Se permitieron aventurar que los pliegos -que han sido elaborados y fiscalizados favorablemente por los habilitados estatales-  esconden trampa.

De la intervención de Carla Navarro -ayer portavoz en funciones del PP por enfermedad de su titular, Alejandro Llácer-  es francamente difícil interpretar una explicación que no sea ésa.

Navarro confundió -con conocimiento de causa-  lo que los pliegos dicen; sembró las dudas (una táctica viejísima para crear la incertidumbre y hacer correr los rumores malintencionados).  Cuando era pillada “en falta” por el concejal de Hacienda, Víctor Jiménez, afirmaba justo lo contrario de lo que había asegurado. 

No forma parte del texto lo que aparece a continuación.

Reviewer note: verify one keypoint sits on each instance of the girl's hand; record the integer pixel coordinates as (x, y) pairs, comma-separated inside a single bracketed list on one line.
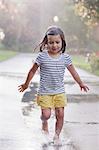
[(22, 87), (84, 87)]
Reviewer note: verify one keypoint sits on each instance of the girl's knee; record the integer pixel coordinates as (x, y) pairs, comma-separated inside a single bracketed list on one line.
[(59, 114), (45, 115)]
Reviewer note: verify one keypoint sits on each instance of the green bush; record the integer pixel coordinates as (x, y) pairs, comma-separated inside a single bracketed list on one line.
[(94, 62)]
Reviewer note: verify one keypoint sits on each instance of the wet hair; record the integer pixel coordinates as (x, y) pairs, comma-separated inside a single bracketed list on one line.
[(53, 31)]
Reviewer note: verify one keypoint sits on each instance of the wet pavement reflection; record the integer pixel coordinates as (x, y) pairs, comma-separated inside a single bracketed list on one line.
[(20, 124)]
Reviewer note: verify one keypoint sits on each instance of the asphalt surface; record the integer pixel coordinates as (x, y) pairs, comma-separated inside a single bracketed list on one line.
[(20, 125)]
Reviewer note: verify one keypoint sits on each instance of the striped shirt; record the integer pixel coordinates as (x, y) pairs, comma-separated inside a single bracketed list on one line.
[(52, 73)]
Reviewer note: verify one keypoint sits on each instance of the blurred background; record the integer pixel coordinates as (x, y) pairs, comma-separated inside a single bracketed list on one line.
[(23, 24)]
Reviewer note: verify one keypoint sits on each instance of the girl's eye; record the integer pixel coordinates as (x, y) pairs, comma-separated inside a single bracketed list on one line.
[(57, 42)]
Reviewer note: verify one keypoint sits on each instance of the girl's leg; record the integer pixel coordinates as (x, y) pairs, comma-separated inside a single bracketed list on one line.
[(59, 112), (46, 113)]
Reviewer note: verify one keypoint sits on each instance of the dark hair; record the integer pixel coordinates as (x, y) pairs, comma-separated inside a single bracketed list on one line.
[(53, 31)]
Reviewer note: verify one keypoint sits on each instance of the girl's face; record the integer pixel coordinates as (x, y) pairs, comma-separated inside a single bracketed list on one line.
[(54, 43)]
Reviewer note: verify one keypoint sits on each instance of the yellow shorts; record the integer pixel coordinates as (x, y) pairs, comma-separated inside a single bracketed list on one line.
[(52, 101)]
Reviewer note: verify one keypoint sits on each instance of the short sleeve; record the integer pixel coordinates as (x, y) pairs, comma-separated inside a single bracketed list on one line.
[(68, 60), (39, 59)]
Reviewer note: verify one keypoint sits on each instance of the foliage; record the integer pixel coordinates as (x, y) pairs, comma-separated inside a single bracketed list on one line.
[(94, 62), (88, 10)]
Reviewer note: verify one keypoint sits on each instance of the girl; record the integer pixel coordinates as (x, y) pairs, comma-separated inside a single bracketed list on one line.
[(52, 62)]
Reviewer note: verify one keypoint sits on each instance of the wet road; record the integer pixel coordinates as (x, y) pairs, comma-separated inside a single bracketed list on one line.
[(19, 114)]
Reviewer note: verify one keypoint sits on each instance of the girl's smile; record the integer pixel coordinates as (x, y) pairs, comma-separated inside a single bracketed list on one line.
[(54, 44)]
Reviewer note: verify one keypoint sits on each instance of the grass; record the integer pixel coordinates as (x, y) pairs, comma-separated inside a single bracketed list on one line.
[(80, 62), (6, 54)]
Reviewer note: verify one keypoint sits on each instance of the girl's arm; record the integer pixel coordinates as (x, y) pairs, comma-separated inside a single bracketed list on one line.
[(29, 77), (76, 77)]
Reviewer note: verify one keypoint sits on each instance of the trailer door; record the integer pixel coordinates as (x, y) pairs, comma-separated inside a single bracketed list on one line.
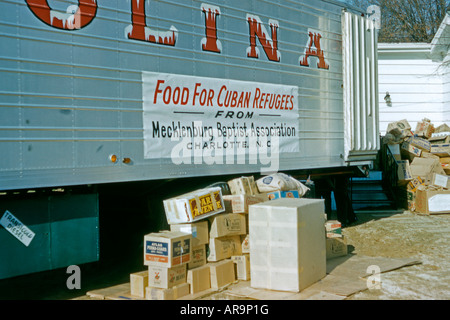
[(360, 72)]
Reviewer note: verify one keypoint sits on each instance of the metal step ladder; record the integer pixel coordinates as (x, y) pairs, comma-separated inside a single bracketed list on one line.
[(370, 194)]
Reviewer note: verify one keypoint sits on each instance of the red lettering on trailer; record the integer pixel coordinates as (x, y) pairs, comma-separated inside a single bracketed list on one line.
[(210, 43), (269, 44), (138, 29), (79, 16), (314, 41), (75, 17)]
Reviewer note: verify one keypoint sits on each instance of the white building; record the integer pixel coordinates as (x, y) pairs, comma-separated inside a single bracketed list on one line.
[(414, 80)]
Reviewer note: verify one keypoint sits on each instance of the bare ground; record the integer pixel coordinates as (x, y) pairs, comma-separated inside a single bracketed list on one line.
[(405, 235)]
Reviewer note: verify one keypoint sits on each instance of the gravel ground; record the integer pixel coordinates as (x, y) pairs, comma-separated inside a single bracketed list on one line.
[(405, 235)]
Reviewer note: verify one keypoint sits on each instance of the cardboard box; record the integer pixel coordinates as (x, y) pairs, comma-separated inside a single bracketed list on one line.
[(152, 293), (425, 167), (223, 248), (424, 128), (243, 185), (173, 293), (429, 201), (408, 151), (198, 257), (441, 149), (415, 183), (199, 279), (283, 194), (411, 200), (194, 206), (404, 172), (395, 150), (419, 143), (440, 180), (181, 290), (426, 154), (439, 139), (336, 247), (245, 243), (400, 128), (242, 266), (162, 277), (199, 231), (167, 249), (333, 229), (288, 249), (227, 224), (239, 203), (138, 283), (222, 273)]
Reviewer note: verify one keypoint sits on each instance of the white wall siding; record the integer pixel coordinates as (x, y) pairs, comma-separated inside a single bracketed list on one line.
[(415, 84)]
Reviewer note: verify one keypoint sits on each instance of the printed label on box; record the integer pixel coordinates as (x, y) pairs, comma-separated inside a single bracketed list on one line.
[(206, 204), (156, 251), (17, 228)]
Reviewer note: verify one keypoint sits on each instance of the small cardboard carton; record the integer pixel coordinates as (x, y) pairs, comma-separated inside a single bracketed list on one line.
[(399, 128), (162, 277), (167, 248), (425, 167), (415, 183), (227, 224), (239, 203), (138, 283), (199, 231), (198, 257), (242, 264), (432, 201), (440, 139), (333, 229), (411, 200), (440, 180), (424, 128), (194, 206), (223, 248), (336, 247), (199, 279), (222, 273), (408, 151), (283, 194), (420, 143), (441, 149), (173, 293), (243, 185), (403, 172), (395, 150), (245, 244), (152, 293)]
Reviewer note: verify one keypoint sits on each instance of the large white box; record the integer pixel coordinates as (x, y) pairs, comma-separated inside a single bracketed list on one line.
[(288, 249)]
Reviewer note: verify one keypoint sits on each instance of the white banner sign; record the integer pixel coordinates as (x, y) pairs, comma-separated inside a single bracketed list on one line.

Navarro intentó por todos los medios hacer creer que los habilitados estatales “habían tenido que tragar con los dictados del gobierno municipal”… O no les conoce, o duda seriamente de su profesionalidad. Son las mismas personas con las que ella trabajó siendo concejal con responsabilidades de gobierno… ¿A qué viene ahora ese tipo de manifestaciones? ¿Es que en algún momento el anterior gobierno municipal intentó hacer eso?…  Yo no le hecho y he cumplido estrictamente con sus recomendaciones, he aceptado los pliegos que han elaborado añadiendo -eso sí- variaciones permitidas en la Ley de Contratos y supervisadas por ellos.

Los pliegos salen con todas las garantías jurídicas y por primera vez -y digo por primera vez- la adjudicación de la cafetería del Hogar de los Jubilados es un concurso público y abierto.

 

 

 

Y por primera vez -y también digo por primera vez- la adjudicación de la cafetería del Polideportivo es un concurso público y abierto en el que no existen conversaciones previas, promesas “sotto vocce” o cualquier otra consideración que, presuntamente, pudo darse en el pasado.

Bosch (concejal no adscrito actualmente y ex-alcalde) coincidió con el discurso de Navarro… ¡Vaya por Dios!

Ahora resulta que sacar a concurso público y abierto las dos concesiones con la condición de que los adjudicatarios se hagan cargo de las obras necesarias para prestar los servicios en condiciones, que presenten mejoras y que se valoren, que presenten un canos anual teniendo en cuenta los beneficios que pueden obtener con una concesión a 10 años haciendo una inversión mínima de 36.000€ en el Polideportivo (330€/mes), y de 30.000€ en el Hogar de los Jubildaos (250€/mes),  valorando la calidad en ambos casos tanto de la inversión como de las mejoras, es un concurso “apañado”…

No voy a poner ejemplos del pasado reciente… No, no lo voy a hacer.

Eso sí, la próxima semana citaré a todos los empresarios de hostelería del municipio para que conozcan de primera mano los pliegos de condiciones.

No recuerdo que la sra. Navarro, el sr. Bosch o el sr. Llácer hicieran nunca una convocatoria abierta como ésta par explicar los pliegos a las empresas o personas interesadas de Rocafort.

Sin trampa ni cartón… Y es que el refranero popular tiene razón.